Experts from the exploratory research company Dewey, Cheatum, and How cite these facts as definite proof that pesticides and herbicides are not harming ecosystems in the slightest.
chervilant
(8,267 posts)I hope they publish some pictures of that!!!
ffr
(22,668 posts)The article I read, said that it's dumb luck on the part of the passenger pigeons. According to experts, if it weren't for the Siberian fires, the birds wouldn't have migrated from the upper Siberian archipelago in the first place and honeybee and monarch numbers wouldn't be in decline. But thankfully, due to CCD abating in recent years, it all evens out.
ffr
(22,668 posts)I'd think that with a claim for either, that it would be a huge story in and of itself. Instead covered as just a matter of fact shrug; CCD has abated in recent years.
SAYS WHO, Seth!!!
chervilant
(8,267 posts)suffer the consequences of our species' hedonism. I am not surprised that some among us strive hard to avoid the cognitive dissonance commensurate with acknowledging the truth.
ffr
(22,668 posts)It feels so much better just to pretend there isn't a problem.
chervilant
(8,267 posts)(Otherwise, I'd be crying all the time.)
FiningFine
(1 post)That amount of radio active water disposal in pacific ocean may not display any changes now but in the near future they will surely be effecting marine lives an fisheries business near the coast line.
Rosa Luxemburg
(28,627 posts)Where are the data?
chervilant
(8,267 posts)is by design. You might want to do a search yourself, but you're unlikely to find anything substantial.
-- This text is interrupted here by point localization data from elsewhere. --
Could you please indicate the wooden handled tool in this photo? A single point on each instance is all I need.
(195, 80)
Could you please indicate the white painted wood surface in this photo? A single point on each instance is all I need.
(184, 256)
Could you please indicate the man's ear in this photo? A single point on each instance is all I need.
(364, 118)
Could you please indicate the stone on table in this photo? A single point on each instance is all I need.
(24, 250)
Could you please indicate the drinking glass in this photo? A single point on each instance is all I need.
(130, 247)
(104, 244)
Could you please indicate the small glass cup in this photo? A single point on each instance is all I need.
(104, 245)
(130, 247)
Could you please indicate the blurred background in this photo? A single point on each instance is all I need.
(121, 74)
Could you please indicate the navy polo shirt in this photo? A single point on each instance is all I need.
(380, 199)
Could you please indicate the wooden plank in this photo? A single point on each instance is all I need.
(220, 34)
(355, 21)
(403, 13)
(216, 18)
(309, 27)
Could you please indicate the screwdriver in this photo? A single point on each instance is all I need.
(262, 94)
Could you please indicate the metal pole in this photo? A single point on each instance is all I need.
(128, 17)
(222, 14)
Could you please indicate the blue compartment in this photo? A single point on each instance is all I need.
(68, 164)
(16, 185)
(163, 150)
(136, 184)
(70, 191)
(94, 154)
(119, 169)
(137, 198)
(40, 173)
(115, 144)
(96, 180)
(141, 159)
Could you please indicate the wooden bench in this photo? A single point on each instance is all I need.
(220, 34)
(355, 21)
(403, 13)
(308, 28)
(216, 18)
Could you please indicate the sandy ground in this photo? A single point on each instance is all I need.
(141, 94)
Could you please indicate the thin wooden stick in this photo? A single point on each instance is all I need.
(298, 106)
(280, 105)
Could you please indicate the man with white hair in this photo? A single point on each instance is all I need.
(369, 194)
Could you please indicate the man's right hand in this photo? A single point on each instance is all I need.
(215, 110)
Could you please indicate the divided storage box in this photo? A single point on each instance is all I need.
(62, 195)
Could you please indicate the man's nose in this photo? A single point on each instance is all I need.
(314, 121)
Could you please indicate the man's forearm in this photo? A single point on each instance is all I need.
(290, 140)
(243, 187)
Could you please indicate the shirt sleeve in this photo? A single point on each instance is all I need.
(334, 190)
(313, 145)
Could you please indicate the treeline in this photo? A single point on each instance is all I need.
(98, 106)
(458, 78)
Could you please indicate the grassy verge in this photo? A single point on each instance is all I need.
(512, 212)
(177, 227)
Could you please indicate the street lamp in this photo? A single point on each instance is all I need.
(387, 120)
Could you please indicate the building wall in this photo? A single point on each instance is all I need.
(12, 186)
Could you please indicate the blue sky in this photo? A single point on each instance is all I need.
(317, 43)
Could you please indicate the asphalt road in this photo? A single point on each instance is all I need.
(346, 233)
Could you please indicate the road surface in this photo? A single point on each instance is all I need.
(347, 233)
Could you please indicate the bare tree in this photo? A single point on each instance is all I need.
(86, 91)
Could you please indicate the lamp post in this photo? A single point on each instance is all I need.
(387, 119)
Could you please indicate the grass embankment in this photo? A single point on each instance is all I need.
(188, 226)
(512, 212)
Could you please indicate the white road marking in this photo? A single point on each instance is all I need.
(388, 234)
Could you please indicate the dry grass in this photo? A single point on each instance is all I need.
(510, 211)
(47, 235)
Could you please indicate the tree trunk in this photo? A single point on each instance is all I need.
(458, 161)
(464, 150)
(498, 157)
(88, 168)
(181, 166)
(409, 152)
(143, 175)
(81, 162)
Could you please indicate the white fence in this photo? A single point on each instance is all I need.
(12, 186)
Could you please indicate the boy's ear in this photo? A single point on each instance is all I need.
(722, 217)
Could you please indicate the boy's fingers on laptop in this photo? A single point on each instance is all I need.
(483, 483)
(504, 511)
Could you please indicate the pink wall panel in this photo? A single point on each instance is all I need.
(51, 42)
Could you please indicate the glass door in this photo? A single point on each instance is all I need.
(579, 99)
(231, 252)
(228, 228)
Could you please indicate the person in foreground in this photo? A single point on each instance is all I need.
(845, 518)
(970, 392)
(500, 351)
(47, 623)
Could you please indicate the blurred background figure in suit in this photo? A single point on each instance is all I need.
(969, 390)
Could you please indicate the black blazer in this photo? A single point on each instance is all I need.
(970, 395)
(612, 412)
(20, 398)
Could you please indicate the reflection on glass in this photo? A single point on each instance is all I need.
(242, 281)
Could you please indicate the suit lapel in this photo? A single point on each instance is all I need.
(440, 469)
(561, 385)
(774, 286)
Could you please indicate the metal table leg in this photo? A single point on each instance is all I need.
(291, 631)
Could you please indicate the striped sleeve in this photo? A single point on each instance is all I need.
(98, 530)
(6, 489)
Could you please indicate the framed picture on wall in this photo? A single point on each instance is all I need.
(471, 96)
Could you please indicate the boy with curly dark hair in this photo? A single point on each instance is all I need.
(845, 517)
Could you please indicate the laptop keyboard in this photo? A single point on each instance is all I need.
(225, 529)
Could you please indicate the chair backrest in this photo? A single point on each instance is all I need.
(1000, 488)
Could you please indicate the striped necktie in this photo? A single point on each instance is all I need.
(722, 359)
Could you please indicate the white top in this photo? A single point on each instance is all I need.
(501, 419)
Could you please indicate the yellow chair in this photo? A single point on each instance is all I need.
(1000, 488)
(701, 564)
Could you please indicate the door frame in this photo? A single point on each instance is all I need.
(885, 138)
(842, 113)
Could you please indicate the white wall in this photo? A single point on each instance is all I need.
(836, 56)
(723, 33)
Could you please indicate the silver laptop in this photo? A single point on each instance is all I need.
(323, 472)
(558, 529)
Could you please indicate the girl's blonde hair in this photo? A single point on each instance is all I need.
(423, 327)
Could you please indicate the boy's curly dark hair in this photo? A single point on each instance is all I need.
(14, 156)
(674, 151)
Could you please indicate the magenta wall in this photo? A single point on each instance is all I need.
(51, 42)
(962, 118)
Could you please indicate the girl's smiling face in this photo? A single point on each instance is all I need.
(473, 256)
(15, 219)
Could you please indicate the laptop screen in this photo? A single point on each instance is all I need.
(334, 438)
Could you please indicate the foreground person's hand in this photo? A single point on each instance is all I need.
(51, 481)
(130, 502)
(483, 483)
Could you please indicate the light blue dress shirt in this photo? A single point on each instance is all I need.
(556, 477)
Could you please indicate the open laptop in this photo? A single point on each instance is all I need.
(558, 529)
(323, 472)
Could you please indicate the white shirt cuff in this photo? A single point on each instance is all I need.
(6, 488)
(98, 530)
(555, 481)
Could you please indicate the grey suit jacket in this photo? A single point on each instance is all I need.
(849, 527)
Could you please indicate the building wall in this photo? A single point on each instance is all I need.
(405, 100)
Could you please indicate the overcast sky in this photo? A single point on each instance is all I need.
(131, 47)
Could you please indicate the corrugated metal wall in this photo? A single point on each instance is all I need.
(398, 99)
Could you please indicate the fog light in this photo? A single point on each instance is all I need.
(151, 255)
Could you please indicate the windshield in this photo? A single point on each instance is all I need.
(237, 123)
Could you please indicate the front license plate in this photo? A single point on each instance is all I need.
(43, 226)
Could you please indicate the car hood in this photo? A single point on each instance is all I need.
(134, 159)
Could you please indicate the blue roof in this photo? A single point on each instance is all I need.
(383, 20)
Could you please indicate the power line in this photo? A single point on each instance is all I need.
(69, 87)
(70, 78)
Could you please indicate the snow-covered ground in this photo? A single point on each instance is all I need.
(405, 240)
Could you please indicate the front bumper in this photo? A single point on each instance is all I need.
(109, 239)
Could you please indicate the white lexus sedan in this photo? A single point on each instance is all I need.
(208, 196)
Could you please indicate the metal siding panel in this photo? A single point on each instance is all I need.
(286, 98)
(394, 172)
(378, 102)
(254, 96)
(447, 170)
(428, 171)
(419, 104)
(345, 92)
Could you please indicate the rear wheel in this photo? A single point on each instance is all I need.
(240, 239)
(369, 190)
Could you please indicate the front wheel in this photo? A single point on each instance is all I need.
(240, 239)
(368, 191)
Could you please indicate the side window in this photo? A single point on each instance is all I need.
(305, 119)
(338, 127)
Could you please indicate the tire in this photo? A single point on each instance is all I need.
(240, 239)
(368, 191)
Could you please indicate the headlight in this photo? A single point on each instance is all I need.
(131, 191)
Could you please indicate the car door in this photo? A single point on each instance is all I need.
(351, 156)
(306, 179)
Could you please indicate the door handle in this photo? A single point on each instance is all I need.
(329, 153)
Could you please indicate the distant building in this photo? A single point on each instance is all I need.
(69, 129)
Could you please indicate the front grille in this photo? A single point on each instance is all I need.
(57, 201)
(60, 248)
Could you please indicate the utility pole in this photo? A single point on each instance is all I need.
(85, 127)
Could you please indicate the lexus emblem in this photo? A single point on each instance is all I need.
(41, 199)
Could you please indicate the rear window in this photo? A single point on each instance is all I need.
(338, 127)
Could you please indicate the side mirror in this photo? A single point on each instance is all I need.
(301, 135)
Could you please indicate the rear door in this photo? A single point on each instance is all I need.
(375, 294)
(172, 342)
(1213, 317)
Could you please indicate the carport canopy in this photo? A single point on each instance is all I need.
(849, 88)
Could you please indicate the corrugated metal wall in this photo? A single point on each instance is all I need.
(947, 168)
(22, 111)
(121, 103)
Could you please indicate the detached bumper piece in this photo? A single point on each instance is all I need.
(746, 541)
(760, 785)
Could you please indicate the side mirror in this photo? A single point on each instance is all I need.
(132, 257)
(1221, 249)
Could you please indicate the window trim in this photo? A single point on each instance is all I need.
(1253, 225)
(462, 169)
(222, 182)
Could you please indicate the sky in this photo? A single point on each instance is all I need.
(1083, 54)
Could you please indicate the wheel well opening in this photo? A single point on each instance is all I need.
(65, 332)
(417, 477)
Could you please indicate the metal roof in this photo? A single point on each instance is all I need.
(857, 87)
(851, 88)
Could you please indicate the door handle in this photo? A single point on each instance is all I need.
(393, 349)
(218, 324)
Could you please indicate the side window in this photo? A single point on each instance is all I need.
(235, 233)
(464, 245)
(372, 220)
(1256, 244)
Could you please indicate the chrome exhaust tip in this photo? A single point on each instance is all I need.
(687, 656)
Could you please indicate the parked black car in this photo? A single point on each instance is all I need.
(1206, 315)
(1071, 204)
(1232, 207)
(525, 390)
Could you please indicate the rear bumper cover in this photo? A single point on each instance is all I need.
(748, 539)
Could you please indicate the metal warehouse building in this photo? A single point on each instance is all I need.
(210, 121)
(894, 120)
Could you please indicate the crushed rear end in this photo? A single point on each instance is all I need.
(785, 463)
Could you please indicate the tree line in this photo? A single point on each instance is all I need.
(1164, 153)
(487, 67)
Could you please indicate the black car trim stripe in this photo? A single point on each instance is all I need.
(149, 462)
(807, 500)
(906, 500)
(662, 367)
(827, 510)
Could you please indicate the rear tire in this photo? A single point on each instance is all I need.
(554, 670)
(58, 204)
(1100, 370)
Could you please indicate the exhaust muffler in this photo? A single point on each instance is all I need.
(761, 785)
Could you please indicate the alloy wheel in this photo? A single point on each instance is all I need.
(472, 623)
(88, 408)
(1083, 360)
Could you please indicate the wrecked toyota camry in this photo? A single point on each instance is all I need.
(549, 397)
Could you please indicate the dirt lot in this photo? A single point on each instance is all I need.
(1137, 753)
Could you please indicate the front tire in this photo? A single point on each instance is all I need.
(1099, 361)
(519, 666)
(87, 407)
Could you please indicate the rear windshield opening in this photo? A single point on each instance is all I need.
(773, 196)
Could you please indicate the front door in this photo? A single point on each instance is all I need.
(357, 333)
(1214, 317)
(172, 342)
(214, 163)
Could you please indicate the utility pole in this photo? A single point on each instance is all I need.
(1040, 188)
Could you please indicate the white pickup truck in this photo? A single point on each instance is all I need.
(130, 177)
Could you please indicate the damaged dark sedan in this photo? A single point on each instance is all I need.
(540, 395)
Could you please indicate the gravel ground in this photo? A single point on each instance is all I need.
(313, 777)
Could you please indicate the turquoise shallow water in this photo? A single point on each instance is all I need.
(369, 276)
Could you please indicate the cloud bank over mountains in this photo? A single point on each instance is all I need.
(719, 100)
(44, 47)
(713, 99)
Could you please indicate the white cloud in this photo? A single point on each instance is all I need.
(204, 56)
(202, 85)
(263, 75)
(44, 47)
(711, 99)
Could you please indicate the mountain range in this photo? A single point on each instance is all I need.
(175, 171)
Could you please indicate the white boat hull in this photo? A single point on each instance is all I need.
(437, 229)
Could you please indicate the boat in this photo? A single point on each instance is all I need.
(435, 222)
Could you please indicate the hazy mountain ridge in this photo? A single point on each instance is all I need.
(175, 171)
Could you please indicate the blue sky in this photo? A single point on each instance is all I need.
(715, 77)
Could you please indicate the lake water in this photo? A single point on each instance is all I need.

I just found an editorial by Jacqueline Marcus that you might find interesting.
Octafish
(55,745 posts)By Pat Sherman
La Jolla Light, Feb. 4, 2014
EXCERPT...
In 2011 Thiemens and a crew of UCSD atmospheric chemists reported the first quantitative measurement of the amount of radiation leaked from the damaged nuclear reactor in Fukushima, following the devastating earthquake and tsunami there.
Their estimate was based on radioactive sulfur that wafted across the Pacific Ocean after operators of the damaged reactor had to cool overheated fuel with seawater causing a chemical reaction between byproducts of nuclear fission and chlorine ions in the saltwater.
Thiemens has, for the past several years, unsuccessfully sought to obtain grant funding to follow-up his research, first reported on Aug. 15 2011 in the online edition of the Proceedings of the National Academy of Sciences.
However, he said neither the U.S. Nuclear Regulatory Commission, Environmental Protection Agency, California Air Resources Board or National Academy of Sciences (of which he is a member) were interested in funding additional research to measure the Fukushima fallout.
Its probably one of these things that just fell through the cracks, Thiemens said. It doesnt quite fall under classical (research criteria).
CONTINUED...
http://www.lajollalight.com/2014/02/04/ocean-water-off-la-jolla-coast-being-monitored-for-fukushima-radiation/
While that's a "nice" way of looking at things, I too wonder what they do consider legitimate research when a respected scientist and a dean at a major research university can't get funding to investigate radiation from Fukushima.